Focus on accuracy
"Quality is an on going journey. It's never done," said Margaret Holt, customer service editor of the Chicago Tribune. "Just when you think you've got something fixed, it ain't. It requires vigilance, and everybody internally needs to know that it matters."
Since 1992 the Chicago Tribune has hired a proofreader to do an errors-per-page annual report, so the newsroom can track errors from year to year. "We were abysmal starting out," she said. "I think we were as high as 4.82 errors per page."
However, the Tribune's accuracy program kicked into high gear in 1995 when it suffered an accuracy "meltdown." A senior writer misidentified a top Tribune executive in an obituary of a beloved editor. That executive was "not happy," Holt said. The obit was published on a Saturday, and by Monday, the executive ordered the Tribune to establish an error policy.
Holt and other editors began to research accuracy policies, investigated quality-control programs in other industries and held meetings for employees to vent - "and boy, did they vent."
Holt discovered a guiding principle: "In any enterprise, work is a process. At any point along the way that you can identify the systemic errors versus the human errors, you can address the systemic errors and do better work."

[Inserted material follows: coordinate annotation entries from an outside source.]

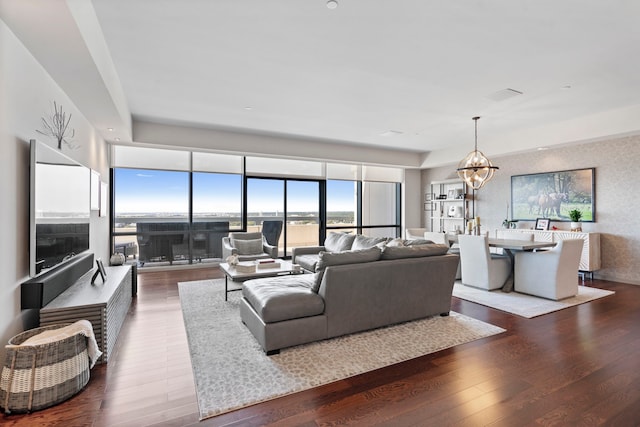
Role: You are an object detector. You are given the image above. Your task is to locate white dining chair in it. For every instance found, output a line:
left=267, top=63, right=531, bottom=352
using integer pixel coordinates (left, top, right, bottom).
left=491, top=230, right=534, bottom=255
left=422, top=231, right=449, bottom=246
left=458, top=234, right=511, bottom=290
left=514, top=239, right=584, bottom=300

Holt's job is to deal with errors by quantifying the process. When people make mistakes, they fill out an error form and talk about what happened to "track back on every single error."
Internal credibility is key to the Tribune's process. Editors and reporters "need to know that you value accuracy, that you care about it and that you're going to act on it."

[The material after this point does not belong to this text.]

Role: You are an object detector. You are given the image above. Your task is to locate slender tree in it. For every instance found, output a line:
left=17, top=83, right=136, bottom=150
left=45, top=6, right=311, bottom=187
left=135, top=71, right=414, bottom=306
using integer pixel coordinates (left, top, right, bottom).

When the Tribune launched its program, which requires naming people who make mistakes, the reaction was "ugly." Copy editors were particularly concerned.
"Everybody on the desk was terrified," Holt said, adding that they feared the program would be "one more way to do a public flogging of the desk." Reporters were thrilled, she said, because they were sure the process would reveal editors to be "jerks" who "mess with my copy."
In fact, Holt said, she found that 50 percent of errors happen at the "front end of the process," which is newsgathering. Only 15 to 18 percent of errors related to copy and source editing.
"This is not a gotcha exercise," she said. "This is our good faith effort because we want to do better work."
Tribune editors learned that the people who make the most errors are sometimes the paper's best performers. This is particularly true on the desk, where stronger editors are more likely to handle the most difficult story. And weaker writing gets a lot of editing, so more errors are likelier to slip through with good writers.
A key question on the Tribune's error forms is how the error was discovered, which is a "huge indicator of the internal awareness about accuracy and how well we're doing in the newsroom communicating it." Holt compared the percentage of internally reported errors to a good cholesterol number. When that number reaches about 35 percent, she said, "that speaks to the health of the system" because people are aware of the need for accuracy and feel free to report mistakes. However, when that number drops, the total number of errors starts to climb.
"What we're about is doing better work, not necessarily reducing the number of corrections, because they are not the same thing," she said. "What we want is a place where people feel free to talk about mistakes and that we can be candid about them and really be almost clinical on behalf of the reader so that we can learn from them and do better work."
And don't forget to correct archived stories because there is no "statute of limitations" on errors. A mistake in a previous story is likely to show up again unless it's corrected.
"The sin is not making mistakes," Holt said, because making no mistakes means that people are afraid to take risks and try something new. "The sin is not learning from them."
In addition to ongoing training for all editors, the Tribune also held training sessions in writing and in libel laws. The result was a "dramatic" decline in errors.
She sat down with one department and went over its errors for the past year, which she had categorized. The department then went through training sessions specifically aimed at preventing those errors; staffers were encouraged to share ideas for preventing errors. A columnist with 35 years of experience suggested a "blindingly obvious" strategy: "You should not ever conduct an interview until you've asked them how to spell their name and what their current title is." Despite his long service, the columnist saw the value of the training.
"We can never take these basics for granted," Holt said. "They jeopardize our business."